As guerras no Irã se arrastam, enquanto as abordagens do Golfo e de Israel ganham sombra de rivalidade. Golfo busca conter o Irã até que ele fique como Cuba: reduzido, rígido e contido. Israel, por outro lado, prefere degradar o regime até que pareça com a Síria sob guerra civil: fragmentado, com a capacidade regional arruinada.
Apesar de divergências, há um consenso: enfraquecer o Irã sem levar ao colapso completo. Qatar, Oman e Kuwait defendem um fim rápido do conflito; Arábia Saudita, Emirados Árabes e Bahrein sinalizam disposição para ampliar a escalada se houver restrições duradouras ao poder militar iraniano. Em Abu Dhabi, há pedidos por um desfecho conclusivo, enquanto Omã e Qatar enfatizam coexistência e negociação.
Para Israel, o cálculo difere: fragilizar o regime até o ponto de colapso pode ser aceitável, mesmo que provoque caos ou fragmentação regional. Alguns estrategistas israelenses veem esse cenário como ideal, caso o custo político interno e externo seja justificável pela segurança de longo prazo.
A realidade, porém, pode não corresponder a nenhum dos cenários desejados. Existe risco de o Irã não se tornar Cuba nem Síria, e sim assemelhar-se a uma Coreia do Norte: um Estado guarnecido que se fortalece pela repressão, com maior periculosidade regional. A resolução dependerá de atores internos com capacidade organizacional e legitimidade para preencher lacunas de poder.

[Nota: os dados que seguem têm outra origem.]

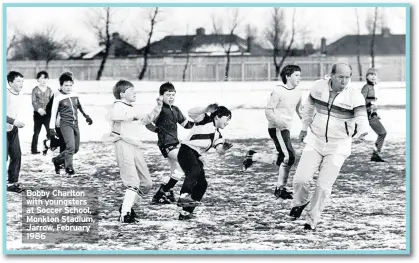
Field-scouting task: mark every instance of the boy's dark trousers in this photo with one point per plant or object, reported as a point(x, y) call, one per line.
point(195, 183)
point(38, 122)
point(13, 151)
point(71, 135)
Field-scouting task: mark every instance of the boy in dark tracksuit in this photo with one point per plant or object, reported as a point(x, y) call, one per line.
point(66, 105)
point(204, 135)
point(166, 128)
point(369, 91)
point(41, 95)
point(15, 81)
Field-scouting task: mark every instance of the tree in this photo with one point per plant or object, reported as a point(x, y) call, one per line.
point(100, 21)
point(277, 36)
point(372, 24)
point(228, 40)
point(46, 45)
point(358, 44)
point(186, 48)
point(152, 17)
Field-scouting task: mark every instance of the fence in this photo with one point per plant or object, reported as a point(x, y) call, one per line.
point(242, 68)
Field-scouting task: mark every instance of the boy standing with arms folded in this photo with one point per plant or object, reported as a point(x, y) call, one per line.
point(166, 128)
point(125, 125)
point(66, 105)
point(15, 81)
point(284, 100)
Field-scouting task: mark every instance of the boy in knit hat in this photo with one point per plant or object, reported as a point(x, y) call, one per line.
point(370, 94)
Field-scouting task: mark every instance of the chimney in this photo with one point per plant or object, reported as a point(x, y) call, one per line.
point(115, 35)
point(249, 44)
point(323, 46)
point(308, 49)
point(200, 31)
point(385, 31)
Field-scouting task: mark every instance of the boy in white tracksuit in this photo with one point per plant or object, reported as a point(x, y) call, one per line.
point(125, 135)
point(284, 100)
point(335, 113)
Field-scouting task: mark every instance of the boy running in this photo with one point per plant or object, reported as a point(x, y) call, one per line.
point(66, 105)
point(166, 128)
point(284, 100)
point(125, 125)
point(41, 95)
point(370, 94)
point(203, 136)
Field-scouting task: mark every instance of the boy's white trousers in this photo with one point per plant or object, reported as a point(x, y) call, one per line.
point(133, 168)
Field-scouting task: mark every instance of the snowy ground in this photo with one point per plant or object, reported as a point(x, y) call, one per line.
point(367, 211)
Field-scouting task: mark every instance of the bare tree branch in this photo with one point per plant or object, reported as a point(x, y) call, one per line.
point(358, 44)
point(153, 21)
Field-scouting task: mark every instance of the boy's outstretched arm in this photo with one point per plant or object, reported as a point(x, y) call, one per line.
point(151, 117)
point(197, 114)
point(88, 119)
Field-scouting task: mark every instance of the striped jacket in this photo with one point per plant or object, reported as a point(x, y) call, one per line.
point(345, 117)
point(204, 135)
point(40, 99)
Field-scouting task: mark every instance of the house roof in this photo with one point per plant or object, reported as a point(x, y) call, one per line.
point(201, 44)
point(118, 48)
point(384, 45)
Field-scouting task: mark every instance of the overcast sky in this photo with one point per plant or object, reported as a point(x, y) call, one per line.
point(314, 22)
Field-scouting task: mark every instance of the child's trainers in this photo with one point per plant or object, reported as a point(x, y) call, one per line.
point(57, 166)
point(128, 218)
point(69, 171)
point(282, 193)
point(133, 214)
point(185, 200)
point(171, 196)
point(161, 198)
point(184, 215)
point(248, 160)
point(16, 187)
point(296, 211)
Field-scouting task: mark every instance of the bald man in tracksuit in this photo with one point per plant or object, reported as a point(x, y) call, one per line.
point(336, 114)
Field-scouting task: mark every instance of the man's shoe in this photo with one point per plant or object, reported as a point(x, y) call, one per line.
point(183, 215)
point(282, 193)
point(57, 166)
point(128, 218)
point(171, 196)
point(376, 158)
point(248, 160)
point(308, 227)
point(133, 214)
point(160, 198)
point(16, 187)
point(69, 171)
point(45, 150)
point(296, 211)
point(185, 200)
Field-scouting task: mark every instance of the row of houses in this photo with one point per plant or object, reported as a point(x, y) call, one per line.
point(201, 44)
point(201, 57)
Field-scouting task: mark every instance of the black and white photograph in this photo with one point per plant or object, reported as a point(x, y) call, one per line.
point(189, 128)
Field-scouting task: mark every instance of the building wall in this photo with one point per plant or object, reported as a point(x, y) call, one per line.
point(242, 68)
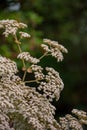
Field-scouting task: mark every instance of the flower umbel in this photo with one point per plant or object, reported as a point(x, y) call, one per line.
point(23, 107)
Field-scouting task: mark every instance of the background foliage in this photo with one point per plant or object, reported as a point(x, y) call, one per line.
point(64, 21)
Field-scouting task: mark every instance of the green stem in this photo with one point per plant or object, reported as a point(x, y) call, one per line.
point(20, 51)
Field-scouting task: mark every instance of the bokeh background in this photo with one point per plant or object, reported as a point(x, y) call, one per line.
point(64, 21)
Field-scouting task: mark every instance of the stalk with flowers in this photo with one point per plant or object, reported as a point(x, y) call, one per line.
point(23, 107)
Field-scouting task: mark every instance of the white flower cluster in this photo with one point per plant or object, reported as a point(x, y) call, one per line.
point(53, 85)
point(82, 116)
point(70, 122)
point(11, 26)
point(27, 57)
point(54, 48)
point(23, 107)
point(37, 72)
point(7, 67)
point(20, 100)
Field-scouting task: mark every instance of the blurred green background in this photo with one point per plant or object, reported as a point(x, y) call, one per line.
point(64, 21)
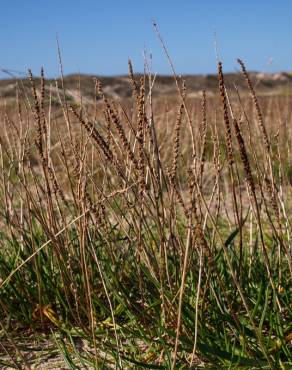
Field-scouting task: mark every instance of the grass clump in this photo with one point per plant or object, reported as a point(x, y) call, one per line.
point(151, 239)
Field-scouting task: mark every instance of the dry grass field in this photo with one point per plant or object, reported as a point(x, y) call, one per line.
point(146, 224)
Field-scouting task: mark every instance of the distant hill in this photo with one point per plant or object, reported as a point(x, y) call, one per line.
point(120, 87)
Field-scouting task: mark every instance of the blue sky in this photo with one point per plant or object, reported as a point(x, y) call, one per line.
point(99, 36)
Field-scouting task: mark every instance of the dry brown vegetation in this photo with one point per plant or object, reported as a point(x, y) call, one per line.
point(157, 228)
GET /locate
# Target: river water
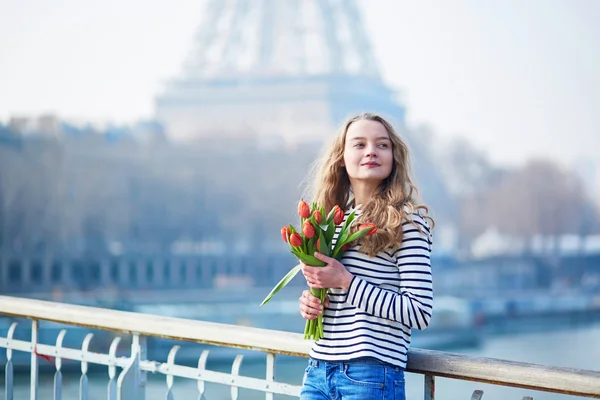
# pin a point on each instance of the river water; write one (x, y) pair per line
(576, 348)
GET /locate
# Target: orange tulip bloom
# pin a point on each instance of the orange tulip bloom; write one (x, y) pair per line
(295, 240)
(338, 215)
(303, 209)
(318, 216)
(285, 233)
(308, 230)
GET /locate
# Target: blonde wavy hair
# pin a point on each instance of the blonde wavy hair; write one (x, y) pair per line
(328, 185)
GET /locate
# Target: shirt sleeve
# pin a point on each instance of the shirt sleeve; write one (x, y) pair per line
(413, 304)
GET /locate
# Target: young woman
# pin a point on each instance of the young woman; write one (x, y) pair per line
(382, 286)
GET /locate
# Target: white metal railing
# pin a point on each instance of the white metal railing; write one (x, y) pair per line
(130, 382)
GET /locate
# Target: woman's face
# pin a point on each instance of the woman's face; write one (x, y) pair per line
(368, 155)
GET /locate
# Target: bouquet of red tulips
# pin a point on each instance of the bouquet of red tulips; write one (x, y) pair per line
(318, 235)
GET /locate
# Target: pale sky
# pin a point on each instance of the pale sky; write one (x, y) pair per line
(518, 78)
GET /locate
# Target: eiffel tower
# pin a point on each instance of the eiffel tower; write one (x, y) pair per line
(278, 69)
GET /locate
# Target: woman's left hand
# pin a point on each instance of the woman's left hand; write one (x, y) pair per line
(333, 275)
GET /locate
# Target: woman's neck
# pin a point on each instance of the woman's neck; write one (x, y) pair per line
(362, 192)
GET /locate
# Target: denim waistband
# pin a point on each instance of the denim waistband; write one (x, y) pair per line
(359, 360)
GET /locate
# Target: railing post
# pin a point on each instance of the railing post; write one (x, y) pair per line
(270, 376)
(33, 384)
(429, 387)
(131, 384)
(9, 366)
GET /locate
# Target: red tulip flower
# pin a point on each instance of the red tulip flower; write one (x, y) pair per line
(295, 240)
(303, 209)
(308, 230)
(285, 233)
(318, 216)
(338, 215)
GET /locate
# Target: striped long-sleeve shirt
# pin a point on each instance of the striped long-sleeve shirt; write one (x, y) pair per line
(390, 294)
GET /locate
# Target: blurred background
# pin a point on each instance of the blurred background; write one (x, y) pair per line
(150, 153)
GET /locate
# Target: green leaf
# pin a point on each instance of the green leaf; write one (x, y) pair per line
(308, 260)
(324, 247)
(357, 235)
(330, 215)
(281, 284)
(349, 220)
(330, 232)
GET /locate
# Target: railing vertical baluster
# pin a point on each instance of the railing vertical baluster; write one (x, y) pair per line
(170, 363)
(8, 374)
(58, 364)
(235, 372)
(270, 377)
(131, 384)
(84, 390)
(202, 367)
(429, 387)
(112, 369)
(33, 384)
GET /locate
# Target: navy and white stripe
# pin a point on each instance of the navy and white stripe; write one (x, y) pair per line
(390, 294)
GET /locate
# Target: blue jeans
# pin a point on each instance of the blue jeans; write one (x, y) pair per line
(354, 380)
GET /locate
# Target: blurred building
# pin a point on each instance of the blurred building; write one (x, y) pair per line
(291, 70)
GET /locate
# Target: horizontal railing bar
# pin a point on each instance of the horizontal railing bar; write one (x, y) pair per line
(221, 377)
(506, 373)
(450, 365)
(157, 326)
(66, 353)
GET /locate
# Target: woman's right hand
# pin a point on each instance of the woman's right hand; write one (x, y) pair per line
(310, 306)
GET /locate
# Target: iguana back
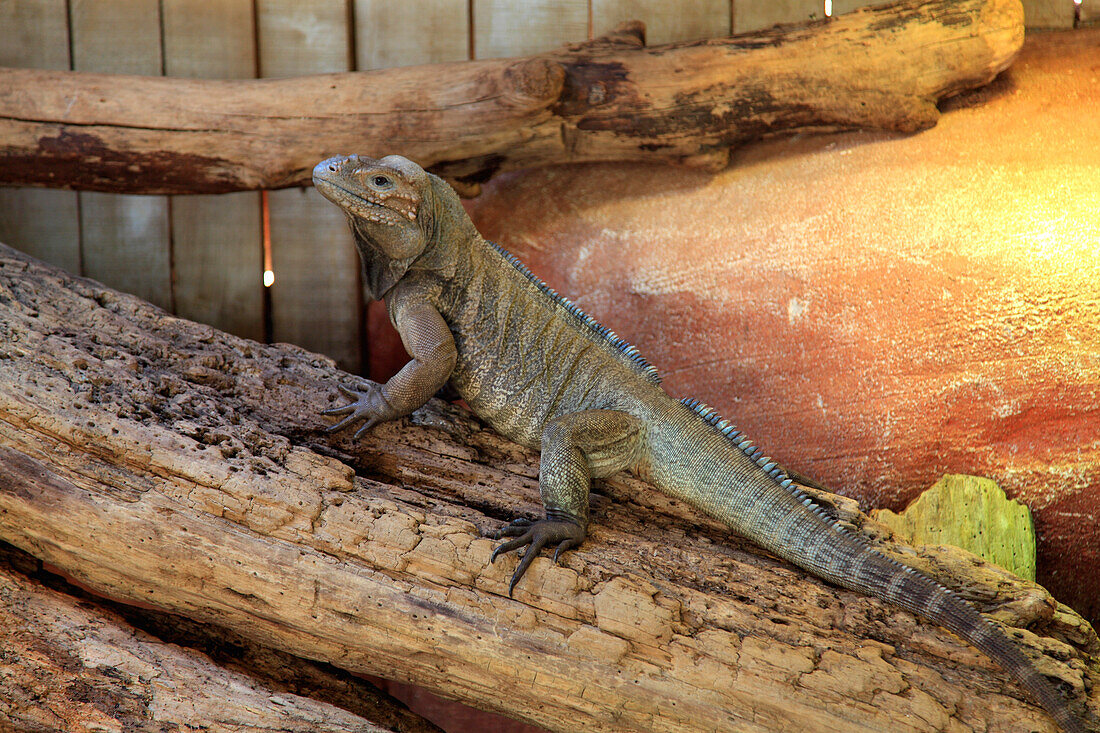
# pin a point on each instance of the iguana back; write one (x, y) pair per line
(543, 373)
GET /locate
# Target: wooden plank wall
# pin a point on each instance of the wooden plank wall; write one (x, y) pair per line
(204, 256)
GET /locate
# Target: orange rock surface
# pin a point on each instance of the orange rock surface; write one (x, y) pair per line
(873, 309)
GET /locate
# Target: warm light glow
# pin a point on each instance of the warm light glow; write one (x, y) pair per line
(266, 218)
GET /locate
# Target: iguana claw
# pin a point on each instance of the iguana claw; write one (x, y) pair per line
(369, 405)
(536, 535)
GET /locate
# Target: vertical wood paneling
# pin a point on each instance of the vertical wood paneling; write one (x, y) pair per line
(316, 296)
(666, 22)
(842, 7)
(391, 33)
(755, 14)
(124, 238)
(510, 29)
(42, 222)
(1048, 13)
(217, 240)
(400, 34)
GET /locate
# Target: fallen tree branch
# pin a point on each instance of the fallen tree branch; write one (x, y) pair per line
(164, 462)
(611, 99)
(70, 666)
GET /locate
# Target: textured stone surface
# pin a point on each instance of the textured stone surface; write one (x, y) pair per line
(875, 309)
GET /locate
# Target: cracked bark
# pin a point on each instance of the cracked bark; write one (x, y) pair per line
(608, 99)
(166, 463)
(75, 663)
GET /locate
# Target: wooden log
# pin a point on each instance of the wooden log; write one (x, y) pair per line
(161, 461)
(602, 100)
(972, 513)
(69, 665)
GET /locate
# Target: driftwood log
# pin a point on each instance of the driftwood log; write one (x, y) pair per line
(72, 665)
(162, 462)
(609, 99)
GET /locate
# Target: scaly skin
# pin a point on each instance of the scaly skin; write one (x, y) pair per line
(545, 374)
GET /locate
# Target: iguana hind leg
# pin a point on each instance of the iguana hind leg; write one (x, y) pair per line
(576, 448)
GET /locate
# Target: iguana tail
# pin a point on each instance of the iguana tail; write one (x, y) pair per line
(756, 498)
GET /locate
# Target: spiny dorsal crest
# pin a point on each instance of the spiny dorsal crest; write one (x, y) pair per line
(635, 360)
(769, 467)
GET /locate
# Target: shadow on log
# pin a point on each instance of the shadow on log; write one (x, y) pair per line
(166, 463)
(72, 665)
(609, 99)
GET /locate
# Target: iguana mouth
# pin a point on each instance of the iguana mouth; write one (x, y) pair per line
(383, 214)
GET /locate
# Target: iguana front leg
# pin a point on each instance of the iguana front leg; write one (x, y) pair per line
(428, 339)
(575, 449)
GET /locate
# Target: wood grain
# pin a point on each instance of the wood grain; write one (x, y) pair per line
(598, 101)
(124, 239)
(389, 34)
(45, 223)
(72, 666)
(509, 29)
(755, 15)
(315, 299)
(666, 22)
(163, 461)
(217, 240)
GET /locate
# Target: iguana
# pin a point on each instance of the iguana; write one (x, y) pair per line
(545, 374)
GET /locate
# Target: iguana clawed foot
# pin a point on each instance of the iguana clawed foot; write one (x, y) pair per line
(369, 405)
(563, 529)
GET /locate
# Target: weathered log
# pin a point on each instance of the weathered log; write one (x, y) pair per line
(70, 666)
(293, 686)
(161, 461)
(609, 99)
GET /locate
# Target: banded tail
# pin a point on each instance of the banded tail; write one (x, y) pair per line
(785, 521)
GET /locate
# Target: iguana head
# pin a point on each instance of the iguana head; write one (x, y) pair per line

Internamente, o Irã mantém quase monopólio sobre o uso da força. Não há sinais fortes de fracturas antes do início do conflito, em 28 de fevereiro. A sucessão de Mojtaba Khamenei busca consolidar o IRGC sob condições de guerra, teste crucial para a coesão do regime diante da pressão externa.
Entre as províncias, pressões periféricas podem testar a firmeza do governo. Regiões com componentes étnicos diversos, como o noroeste curdo, o sul Balochi e áreas árabe-majoritárias, podem explorar vulnerabilidades caso haja instrumentalização externa. Nos cenários de instabilidade em outros países, movimentos periféricos já mostraram capacidade de fragilizar o centro do poder.
O peso da decisão recai sobre Estados Unidos e Israel, com o Golfo atuando mais como influenciador do que como determinante direto. A incerteza política em Washington e a evolução da aliança regional tornam a trajetória incerta, ampliando o risco de um desfecho mais complexo.
Entre as alternativas, o modelo de contenção pode gerar uma estabilidade precária, sem colapso. Caso o isolamento se intensifique, o Irã poderia endurecer ainda mais, deslocando recursos para a repressão interna e a defesa industrial, com consequências econômicas e sociais duradouras.